The food group is investing at its Willand factory and expanding operations in order to give it a ‘greater ability to process, cut and pack products for its retail customers’.
The staff upsurge comes in response to an increase in cutting and packing capacity, including new equipment. This boosts the current headcount to more than 1,200 since January with 160 new colleagues taken on. The 300 additional new roles will take the factory numbers up to 1,500.
The business also aims to take up to 20 new apprentices in butchery. The new recruits would split their roles between Devon and a 2 Sisters Red Meat site in the South-West, so they can ‘hone their skills and ensure the training modules would meet National Apprenticeship standards’.
Keith Packer, managing director of UK Poultry at 2 Sisters, said: “We have always said we will invest at the right time in the right location when it benefits our business and our customers. So I am delighted that we are creating these new opportunities at Willand.

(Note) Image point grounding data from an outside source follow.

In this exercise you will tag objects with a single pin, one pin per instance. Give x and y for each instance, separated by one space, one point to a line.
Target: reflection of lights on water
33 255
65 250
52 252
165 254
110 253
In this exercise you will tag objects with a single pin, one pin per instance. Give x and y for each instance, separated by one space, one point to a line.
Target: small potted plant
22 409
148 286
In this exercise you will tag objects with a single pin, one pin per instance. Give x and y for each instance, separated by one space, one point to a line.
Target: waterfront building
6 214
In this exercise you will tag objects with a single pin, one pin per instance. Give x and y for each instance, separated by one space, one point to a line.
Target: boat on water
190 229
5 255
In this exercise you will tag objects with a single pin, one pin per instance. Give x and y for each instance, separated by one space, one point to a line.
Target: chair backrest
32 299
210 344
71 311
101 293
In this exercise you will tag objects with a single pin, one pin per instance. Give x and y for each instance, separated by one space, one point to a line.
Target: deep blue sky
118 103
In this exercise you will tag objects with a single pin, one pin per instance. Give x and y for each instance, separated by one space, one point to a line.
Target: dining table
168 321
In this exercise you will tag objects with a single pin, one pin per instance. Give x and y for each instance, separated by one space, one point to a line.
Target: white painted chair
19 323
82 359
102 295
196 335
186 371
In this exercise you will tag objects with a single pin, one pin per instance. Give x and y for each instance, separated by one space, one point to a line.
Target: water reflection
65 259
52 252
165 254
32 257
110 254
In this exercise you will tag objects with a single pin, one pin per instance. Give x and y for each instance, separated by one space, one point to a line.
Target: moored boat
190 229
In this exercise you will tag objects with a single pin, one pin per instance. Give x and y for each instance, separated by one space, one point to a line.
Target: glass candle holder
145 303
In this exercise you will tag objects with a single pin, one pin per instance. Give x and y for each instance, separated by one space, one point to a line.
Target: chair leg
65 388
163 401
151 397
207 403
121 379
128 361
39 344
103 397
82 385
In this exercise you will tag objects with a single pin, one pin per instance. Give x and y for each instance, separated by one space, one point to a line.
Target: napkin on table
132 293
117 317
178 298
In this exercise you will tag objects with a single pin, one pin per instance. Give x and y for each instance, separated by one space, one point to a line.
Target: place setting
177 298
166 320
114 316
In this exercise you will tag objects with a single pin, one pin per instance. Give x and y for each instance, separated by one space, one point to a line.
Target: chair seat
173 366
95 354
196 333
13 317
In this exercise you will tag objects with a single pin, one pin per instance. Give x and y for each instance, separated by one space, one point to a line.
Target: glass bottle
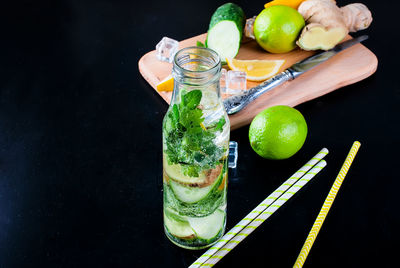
196 132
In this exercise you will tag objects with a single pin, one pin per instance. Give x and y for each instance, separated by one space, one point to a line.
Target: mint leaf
188 143
200 44
192 99
220 124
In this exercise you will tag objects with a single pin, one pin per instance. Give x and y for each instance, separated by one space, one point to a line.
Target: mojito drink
195 149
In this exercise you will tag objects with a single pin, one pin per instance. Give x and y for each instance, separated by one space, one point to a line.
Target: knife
236 103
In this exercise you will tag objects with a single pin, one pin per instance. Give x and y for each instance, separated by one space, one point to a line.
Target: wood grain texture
349 66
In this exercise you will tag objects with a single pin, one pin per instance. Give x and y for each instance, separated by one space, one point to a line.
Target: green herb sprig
188 142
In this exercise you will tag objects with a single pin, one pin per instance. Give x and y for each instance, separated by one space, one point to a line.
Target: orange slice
256 70
167 84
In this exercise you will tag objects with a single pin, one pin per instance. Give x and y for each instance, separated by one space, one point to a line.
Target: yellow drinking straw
326 206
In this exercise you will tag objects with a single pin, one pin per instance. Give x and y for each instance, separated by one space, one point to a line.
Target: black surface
80 146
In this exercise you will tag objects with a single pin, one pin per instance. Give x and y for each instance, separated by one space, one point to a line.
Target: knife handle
236 103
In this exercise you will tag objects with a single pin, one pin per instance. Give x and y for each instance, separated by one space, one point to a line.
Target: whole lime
276 28
278 132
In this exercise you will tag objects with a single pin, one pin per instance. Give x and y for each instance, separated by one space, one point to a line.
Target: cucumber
178 226
225 30
208 227
189 194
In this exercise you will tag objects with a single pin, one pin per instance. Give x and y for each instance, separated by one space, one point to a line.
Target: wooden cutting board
349 66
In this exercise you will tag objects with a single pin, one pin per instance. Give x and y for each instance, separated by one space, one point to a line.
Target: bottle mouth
196 63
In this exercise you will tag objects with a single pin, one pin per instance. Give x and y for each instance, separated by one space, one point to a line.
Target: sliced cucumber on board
225 30
208 227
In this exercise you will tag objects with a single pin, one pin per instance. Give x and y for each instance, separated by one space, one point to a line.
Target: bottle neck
196 68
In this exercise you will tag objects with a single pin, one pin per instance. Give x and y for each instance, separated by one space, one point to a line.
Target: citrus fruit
276 28
256 70
167 84
278 132
290 3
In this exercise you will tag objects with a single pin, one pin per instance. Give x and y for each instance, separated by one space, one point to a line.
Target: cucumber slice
175 173
189 194
225 30
178 226
208 227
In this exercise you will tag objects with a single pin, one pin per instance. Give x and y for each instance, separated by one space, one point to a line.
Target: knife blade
236 103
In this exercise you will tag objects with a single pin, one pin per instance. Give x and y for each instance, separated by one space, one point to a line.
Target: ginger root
327 24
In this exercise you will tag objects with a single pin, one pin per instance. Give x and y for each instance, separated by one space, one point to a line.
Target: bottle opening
196 63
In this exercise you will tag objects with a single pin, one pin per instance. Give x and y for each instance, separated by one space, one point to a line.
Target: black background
80 145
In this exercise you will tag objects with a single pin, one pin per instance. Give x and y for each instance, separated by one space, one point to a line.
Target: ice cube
249 28
235 82
166 49
222 81
233 154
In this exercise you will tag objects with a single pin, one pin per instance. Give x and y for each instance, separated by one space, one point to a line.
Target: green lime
278 132
276 28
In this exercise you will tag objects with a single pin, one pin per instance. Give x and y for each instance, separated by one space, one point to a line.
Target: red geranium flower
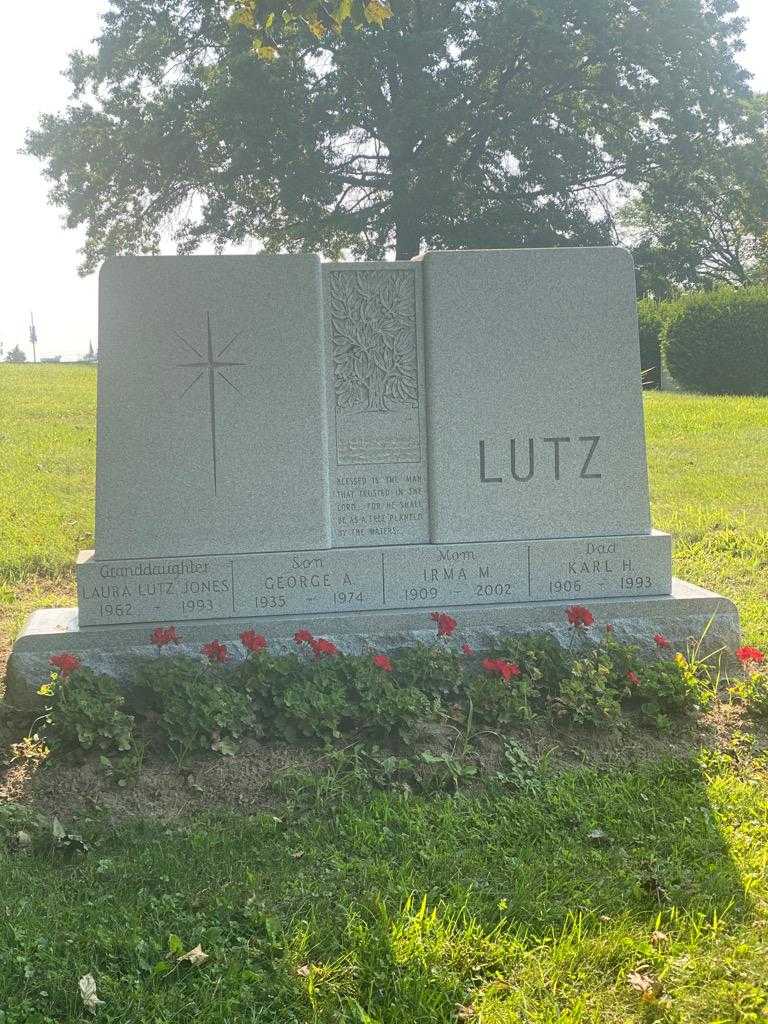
579 615
215 651
66 664
445 624
747 655
164 635
323 647
507 670
253 641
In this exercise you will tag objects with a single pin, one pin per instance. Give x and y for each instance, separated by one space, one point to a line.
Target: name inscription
553 457
372 579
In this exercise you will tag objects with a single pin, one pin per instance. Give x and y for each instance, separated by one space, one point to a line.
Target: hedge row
713 342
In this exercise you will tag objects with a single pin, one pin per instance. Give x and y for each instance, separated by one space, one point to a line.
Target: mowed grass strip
47 472
392 909
709 478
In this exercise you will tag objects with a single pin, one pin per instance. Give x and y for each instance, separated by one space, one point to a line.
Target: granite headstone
286 442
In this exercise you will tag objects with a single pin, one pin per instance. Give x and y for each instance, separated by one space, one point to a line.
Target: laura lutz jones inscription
147 590
606 567
376 403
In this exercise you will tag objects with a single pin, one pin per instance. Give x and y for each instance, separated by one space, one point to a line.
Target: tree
705 222
462 124
16 354
271 23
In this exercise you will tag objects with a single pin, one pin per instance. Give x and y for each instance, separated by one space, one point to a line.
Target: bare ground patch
165 791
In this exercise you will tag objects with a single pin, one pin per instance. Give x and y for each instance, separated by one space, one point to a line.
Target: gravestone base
684 613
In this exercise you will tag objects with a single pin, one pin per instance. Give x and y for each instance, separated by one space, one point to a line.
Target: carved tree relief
373 329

“It is not about being bigger; it is actually about having a smaller more focused footprint that has the capacity to carry out the whole operation.
“Willand and the greater Devon area is a perfect fit for us because it gives us access to a strong growing base with excellent farms and a loyal workforce who deliver day in day out.”
Going forward
The large majority of the new roles include production operatives along with a smaller number in finance, animal welfare, engineering and quality assurance.
140 of the roles will be converted from agency positions to permanent 2 Sisters employees, while recruitment manager Chris Adamson will hire the rest from the local area.
Adamson said: “As you’d expect, we are working closely with local job centres and we’re heavily on social media, but we also need to be creative in our talent pipeline searches.
“There are tremendous opportunities at a large employer like 2 Sisters and those with the right attitude and skill sets can build a great career here, as we’ve seen many times in the past.”